Sylla kündigte an, sein politisches Programm dem gewählten Präsidenten zur Verfügung stellen zu wollen, um zur wirtschaftlichen Erholung des Landes beizutragen. Auch Elhadj Bouna Keïta vom Rassemblement pour une Guinée Prospère, der mit 0,52 Prozent den achten Platz erreichte, begrüßte den Ausgang der Wahl. Entscheidend sei das nationale Interesse, erklärte er, und sprach von einem positiven Moment für das Land.

Diese Stellungnahmen wurden als Signal der Anerkennung des offiziellen Ergebnisses und als Beitrag zur politischen Beruhigung gewertet.
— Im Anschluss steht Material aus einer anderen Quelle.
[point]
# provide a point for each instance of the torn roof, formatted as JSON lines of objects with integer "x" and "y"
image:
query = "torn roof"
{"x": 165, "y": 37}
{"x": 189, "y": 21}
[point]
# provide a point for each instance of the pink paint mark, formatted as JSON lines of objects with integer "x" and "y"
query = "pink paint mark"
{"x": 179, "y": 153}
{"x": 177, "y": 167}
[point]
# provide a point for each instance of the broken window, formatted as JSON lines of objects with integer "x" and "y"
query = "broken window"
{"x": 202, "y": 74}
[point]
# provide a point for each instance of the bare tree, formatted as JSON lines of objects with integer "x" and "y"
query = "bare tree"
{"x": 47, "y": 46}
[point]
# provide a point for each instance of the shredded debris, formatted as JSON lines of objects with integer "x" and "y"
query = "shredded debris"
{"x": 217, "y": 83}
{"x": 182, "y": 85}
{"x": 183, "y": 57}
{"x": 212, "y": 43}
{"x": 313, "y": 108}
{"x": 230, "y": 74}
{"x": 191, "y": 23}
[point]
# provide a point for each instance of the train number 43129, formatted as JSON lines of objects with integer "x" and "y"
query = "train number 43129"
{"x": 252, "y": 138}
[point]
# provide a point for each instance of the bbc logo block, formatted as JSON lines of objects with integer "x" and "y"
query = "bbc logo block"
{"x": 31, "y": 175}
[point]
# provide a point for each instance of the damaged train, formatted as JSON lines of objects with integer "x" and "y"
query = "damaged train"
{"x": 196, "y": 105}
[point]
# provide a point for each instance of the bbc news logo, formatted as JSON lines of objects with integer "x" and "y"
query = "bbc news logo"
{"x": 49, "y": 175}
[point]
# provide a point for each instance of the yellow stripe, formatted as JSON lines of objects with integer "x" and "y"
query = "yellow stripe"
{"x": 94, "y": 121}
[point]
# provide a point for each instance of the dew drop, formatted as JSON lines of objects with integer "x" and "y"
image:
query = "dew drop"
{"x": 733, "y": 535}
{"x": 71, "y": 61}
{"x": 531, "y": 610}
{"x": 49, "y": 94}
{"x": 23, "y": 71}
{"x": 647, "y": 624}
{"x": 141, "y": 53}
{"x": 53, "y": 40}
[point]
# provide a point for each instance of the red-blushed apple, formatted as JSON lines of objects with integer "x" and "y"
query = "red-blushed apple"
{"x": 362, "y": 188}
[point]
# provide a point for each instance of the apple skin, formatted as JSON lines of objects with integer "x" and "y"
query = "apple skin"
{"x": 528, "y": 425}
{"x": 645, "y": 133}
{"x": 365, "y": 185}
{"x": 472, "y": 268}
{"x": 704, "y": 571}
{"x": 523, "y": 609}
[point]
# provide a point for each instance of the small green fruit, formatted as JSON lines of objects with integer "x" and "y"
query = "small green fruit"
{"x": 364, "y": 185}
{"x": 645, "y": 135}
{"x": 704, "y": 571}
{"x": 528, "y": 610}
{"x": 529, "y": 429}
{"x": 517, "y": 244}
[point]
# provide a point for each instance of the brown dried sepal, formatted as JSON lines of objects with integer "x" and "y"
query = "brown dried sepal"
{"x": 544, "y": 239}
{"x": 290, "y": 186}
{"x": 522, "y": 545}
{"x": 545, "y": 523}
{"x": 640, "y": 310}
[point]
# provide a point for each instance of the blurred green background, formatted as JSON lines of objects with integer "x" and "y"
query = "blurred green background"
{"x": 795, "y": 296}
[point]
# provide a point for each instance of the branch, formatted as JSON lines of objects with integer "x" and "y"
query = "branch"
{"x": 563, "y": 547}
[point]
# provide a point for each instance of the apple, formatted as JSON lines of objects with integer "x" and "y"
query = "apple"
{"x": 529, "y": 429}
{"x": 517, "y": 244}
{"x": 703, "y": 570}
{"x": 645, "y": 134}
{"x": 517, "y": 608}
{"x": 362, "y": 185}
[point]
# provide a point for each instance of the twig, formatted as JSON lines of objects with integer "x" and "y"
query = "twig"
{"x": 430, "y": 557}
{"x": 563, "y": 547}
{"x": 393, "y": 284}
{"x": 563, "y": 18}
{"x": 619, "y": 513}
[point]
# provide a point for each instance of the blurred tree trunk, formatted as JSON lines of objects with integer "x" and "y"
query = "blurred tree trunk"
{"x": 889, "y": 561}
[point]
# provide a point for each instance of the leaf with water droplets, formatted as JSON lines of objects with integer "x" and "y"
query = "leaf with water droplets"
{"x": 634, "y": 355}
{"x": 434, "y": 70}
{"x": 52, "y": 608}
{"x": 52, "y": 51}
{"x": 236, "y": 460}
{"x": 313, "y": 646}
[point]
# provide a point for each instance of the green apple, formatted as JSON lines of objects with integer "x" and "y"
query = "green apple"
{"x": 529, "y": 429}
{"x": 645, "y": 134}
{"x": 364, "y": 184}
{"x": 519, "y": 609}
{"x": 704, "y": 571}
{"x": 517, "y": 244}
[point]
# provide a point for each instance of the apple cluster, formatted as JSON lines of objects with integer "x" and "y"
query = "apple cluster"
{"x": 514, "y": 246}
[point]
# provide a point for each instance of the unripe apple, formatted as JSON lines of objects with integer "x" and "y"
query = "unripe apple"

Internationale Reaktionen aus Washington, Paris und Peking

Auch auf internationaler Ebene folgten rasch Glückwünsche. Die Vereinigten Staaten erklärten in einer offiziellen Stellungnahme, sie gratulierten Mamadi Doumbouya zu seiner Wahl und sähen darin eine Gelegenheit, die bilateralen Beziehungen weiter zu vertiefen. Washington äußerte die Absicht, die wirtschaftliche Zusammenarbeit und die politische Stabilität zwischen beiden Ländern zu fördern.

Der französische Präsident Emmanuel Macron nahm telefonisch Kontakt mit dem gewählten Präsidenten auf und gratulierte ihm nach der Bestätigung der Ergebnisse durch den Obersten Gerichtshof. Der Élysée bezeichnete die Wahl als wichtigen politischen Schritt für Guinea.

Aus China übermittelte Präsident Xi Jinping eine Botschaft, in der er die historische Bedeutung der Beziehungen zwischen beiden Ländern hervorhob. Guinea war das erste Land in Subsahara-Afrika, das diplomatische Beziehungen zur Volksrepublik China aufgenommen hatte. Xi Jinping erklärte, er messe der weiteren Entwicklung der bilateralen Partnerschaft große Bedeutung bei und wolle die Zusammenarbeit weiter ausbauen.

Stellungnahme der Afrikanischen Union

Auch die AU gratulierte Mamadi Doumbouya offiziell zu seinem Wahlsieg. In einem am 5. Januar 2026 veröffentlichten Kommuniqué würdigte die Organisation die friedliche Stimmabgabe und die Beteiligung der Bevölkerung. Die Wahl sei Ausdruck einer breiten nationalen Einbindung in den politischen Prozess.

Zugleich erklärte die Afrikanische Union ihre Bereitschaft, Guinea weiterhin bei der Konsolidierung demokratischer Strukturen und des Rechtsstaats zu unterstützen. Darüber hinaus rief sie die internationale Gemeinschaft dazu auf, die seit dem Machtwechsel 2021 bestehenden Sanktionen gegen Guinea zu überprüfen und eine mögliche Aufhebung in Betracht zu ziehen. Dies solle die Umsetzung der politischen Reformagenda sowie die wirtschaftliche Stabilisierung des Landes erleichtern.